Intrusive inspections

Saving the accord would mean ensuring that Iran benefits economically from it, and that Iran continues to submit to intrusive inspections to ensure it is not developing nuclear weapons.

Before a joint session of Congress on April 25th, Macron spoke of “four pillars”: the present nuclear accord; a new agreement regarding follow-on arrangements from 2025; negotiations on Iran’s ballistic missile programme and Iranian influence in Iraq, Syria, Yemen and Lebanon.

Macron’s desire to broaden the accord “only made sense if the US respected the existing agreement”, Robert Malley, who was US president Barack Obama’s Middle East adviser and a negotiator of the accord, wrote in Le Monde. Yet Macron brought up the “three pillars”with Rouhani again on Wednesday. “It’s no longer a question of persuading the US not to leave, but of persuading Iran to stay,” Malley added.

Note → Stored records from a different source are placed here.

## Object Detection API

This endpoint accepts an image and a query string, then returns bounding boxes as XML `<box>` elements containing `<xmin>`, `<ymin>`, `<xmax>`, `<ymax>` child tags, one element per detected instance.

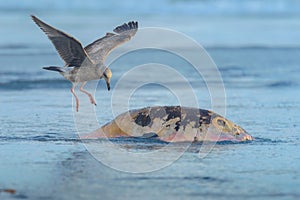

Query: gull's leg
<box><xmin>71</xmin><ymin>84</ymin><xmax>79</xmax><ymax>112</ymax></box>
<box><xmin>79</xmin><ymin>82</ymin><xmax>97</xmax><ymax>106</ymax></box>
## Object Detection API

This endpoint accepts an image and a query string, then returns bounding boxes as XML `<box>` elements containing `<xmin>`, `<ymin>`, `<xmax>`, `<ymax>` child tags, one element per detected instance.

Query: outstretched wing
<box><xmin>31</xmin><ymin>15</ymin><xmax>91</xmax><ymax>67</ymax></box>
<box><xmin>84</xmin><ymin>21</ymin><xmax>138</xmax><ymax>63</ymax></box>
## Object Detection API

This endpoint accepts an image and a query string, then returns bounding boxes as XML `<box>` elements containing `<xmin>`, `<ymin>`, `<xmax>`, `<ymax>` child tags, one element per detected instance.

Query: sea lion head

Washington has given European companies between 90 and 180 days to withdraw from Iran

A presidential adviser admitted that Iran had been “very defensive” about Macron’s proposal for further negotiations, but said Iranian officials have been “open-minded” and “constructive” in recent exchanges.

Uranium enrichment

After Trump’s announcement, Rouhani said, “the US never fulfils its commitments”, but that the accord “will stay in force if, with the co-operation of the other five countries, the interests of the Iranian people are ensured”. Otherwise, he warned, Iran will resume unlimited enrichment of uranium, signalling the end of the agreement.

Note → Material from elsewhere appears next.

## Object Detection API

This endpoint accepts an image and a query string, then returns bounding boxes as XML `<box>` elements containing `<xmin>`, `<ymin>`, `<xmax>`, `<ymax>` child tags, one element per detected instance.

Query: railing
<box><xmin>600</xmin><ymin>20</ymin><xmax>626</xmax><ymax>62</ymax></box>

Iranian president Hassan Rouhani. “Our political life has shown we can’t have sustainable growth while we are isolated”
In a telephone call to Iranian president Hassan Rouhani (above), French president Emmanuel Macron expressed “the will of France to continue to carry out the nuclear accord in full”.

Iran has so far attracted a tiny fraction of the foreign investment it hoped to reap from the accord. If European companies are deterred by Trump’s threat of the most severe economic sanctions ever against the Islamic Republic, the economy will wither, and the accord with it.

“Obviously, we will do everything to defend our companies, as Europeans, and we will do it with the US administration,” a presidential adviser says. Washington has given European companies between 90 and 180 days to withdraw from Iran.

“I think the accord is already dead, despite the determination of the other five signatories,” says Alexandre Ebtedaei, a Franco-Iranian lawyer at the FTPA law firm, responsible for advising European and Iranian companies. “From the moment the US re-establishes the sanctions they had prior to the nuclear accord, any European company with investments or subsidiaries in the US can be punished for disobeying the US law banning trade with Iran.”

Broke sanctions

European companies will bear in mind the precedent of BNP Paribas bank. In 2014, the US imposed a €7.3 billion fine – the largest in US history – on the French bank over allegations that it broke trade sanctions against Sudan, Iran and Cuba.

The US Office of Foreign Assets Control could establish precise rules and a specific range of punishments, or it could act arbitrarily, as it has in the past

Not only will direct trade be penalised. “Anyone who uses equipment with the tiniest US component will be at risk,” Ebtedaei continues. “Nothing can be guaranteed 100 per cent free of US components.”

The lawyer gives the examples of a European client who exports chocolate bars containing peanut butter, or of a car parts subcontractor for Renault and Peugeot plants in Iran. “If the manufacturer has US equipment, he can be accused of indirect trade with Iran. The chain of responsibility can go very far, to subcontractors of subcontractors of subcontractors.”

Punishments

Richard Grenell, Trump’s new ambassador to Berlin, warned German companies via Twitter to get out of Iran “immediately”. For the time being, the extent of US sanctions remains uncertain. The US Office of Foreign Assets Control could establish precise rules and a specific range of punishments, or it could act arbitrarily, as it has in the past.

“It’s a question of risk management,” Ebtedaei concludes. Bluster about defying the US and defending European companies is one thing. But when it comes down to it, he predicts, “Companies will have a hard time justifying trade with Iran before their boards and shareholders.”